Similarly, we found that many people misunderstand the legal challenge to the ACA that is currently before the Supreme Court and its implications. More women in our survey believed that people with pre-existing conditions would immediately lose insurance coverage (41 percent) than not (32 percent). 

The lawsuit  — California v. Texas — focuses on the individual mandate to purchase insurance and the tax penalty associated with it, which was changed to $0, but still left in the law. In reality, there are three possible outcomes: The court could uphold the law, strike down just the mandate and its penalty, or strike down the whole law. However, even in this last scenario — which, especially given comments from the Justices at the oral argument of the case November 10, is the most unlikely outcome — the court would “stay” or pause its decision for some time, giving Congress a chance to revisit the law. Lawmakers have already prepared legislation for this possibility to keep protections for pre-existing conditions in place.

How Do Health Outcomes for Medicaid Compare to the Uninsured? 

We see in the media that the ACA is often portrayed as a huge expansion of health coverage. But most of the ACA’s coverage expansion was not due to the law’s rules on pre-existing conditions. In fact, none of the law’s changes to private insurance regulation or subsidization had as great an impact on the number of newly covered Americans as the law’s Medicaid expansion, where about 75 percent of the newly insured got covered.

The Medicaid expansion is most often justified as a compassionate policy to help low-income residents of participating states who did not previously qualify for the program.
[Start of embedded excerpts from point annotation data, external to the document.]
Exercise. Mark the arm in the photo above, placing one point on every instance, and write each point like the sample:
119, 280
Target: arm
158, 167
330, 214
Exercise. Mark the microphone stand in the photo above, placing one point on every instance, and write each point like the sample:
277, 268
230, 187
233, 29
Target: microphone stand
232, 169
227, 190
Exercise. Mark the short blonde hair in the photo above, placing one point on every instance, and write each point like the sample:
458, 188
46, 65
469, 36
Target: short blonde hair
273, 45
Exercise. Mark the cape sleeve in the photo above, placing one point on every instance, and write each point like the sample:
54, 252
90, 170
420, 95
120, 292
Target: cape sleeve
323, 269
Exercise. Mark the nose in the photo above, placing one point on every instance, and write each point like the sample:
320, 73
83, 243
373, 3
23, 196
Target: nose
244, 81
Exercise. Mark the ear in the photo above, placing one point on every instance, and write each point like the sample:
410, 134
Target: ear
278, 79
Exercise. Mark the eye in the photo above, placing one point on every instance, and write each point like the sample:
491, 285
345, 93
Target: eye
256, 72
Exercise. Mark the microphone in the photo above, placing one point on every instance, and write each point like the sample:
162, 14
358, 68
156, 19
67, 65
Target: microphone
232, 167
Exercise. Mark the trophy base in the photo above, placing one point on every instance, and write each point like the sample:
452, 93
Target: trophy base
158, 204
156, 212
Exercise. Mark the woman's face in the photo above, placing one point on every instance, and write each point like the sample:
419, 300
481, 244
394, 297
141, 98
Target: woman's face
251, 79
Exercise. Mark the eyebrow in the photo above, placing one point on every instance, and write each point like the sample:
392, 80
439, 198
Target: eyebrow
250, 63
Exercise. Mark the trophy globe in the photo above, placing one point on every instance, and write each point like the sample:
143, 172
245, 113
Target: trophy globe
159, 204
Perhaps that’s why a majority of survey respondents (50.7 percent) answered that health outcomes in Medicaid are better than for the uninsured. 

Only 21.7 percent of respondents answered correctly that, sadly, while Medicaid puts pressure on government budgets and crowds out private insurance (and enriches hospitals), Medicaid fails to result in better health outcomes. Those with Medicaid are no better off than those who are uninsured. A study from Oregon showed that those added to the Medicaid program during expansion saw “no significant effect” on their health compared to being uninsured. This study sits on top of a pile of research that for years has documented Medicaid’s relatively poor outcomes and poor access to healthcare services. Yet it seems many ACA advocates are happy to check the box of taking care of poor (or moderately poor) people by herding them into an ineffective and costly government program that doesn’t really improve their health. 

All Americans should be interested in setting the record straight about the impact of the law. Even its champions should welcome a fair fight, free of linguistic distortions, misused data, and misleading fear-mongering about legal and policy issues. 

But sadly, now that the election results indicate a likely Biden-Harris Administration, the bully pulpit of the presidency will return to the team who originally advanced the narrative behind the Affordable Care Act, and who will continue to twist facts in order to double down in the same direction. 

Savvy consumers of information should learn how to spot this political sleight of hand, but reversing a decade of misinformation is hard to do. In order to learn what is right about health policy, many Americans first have to unlearn what is oft-repeated but ultimately, untrue.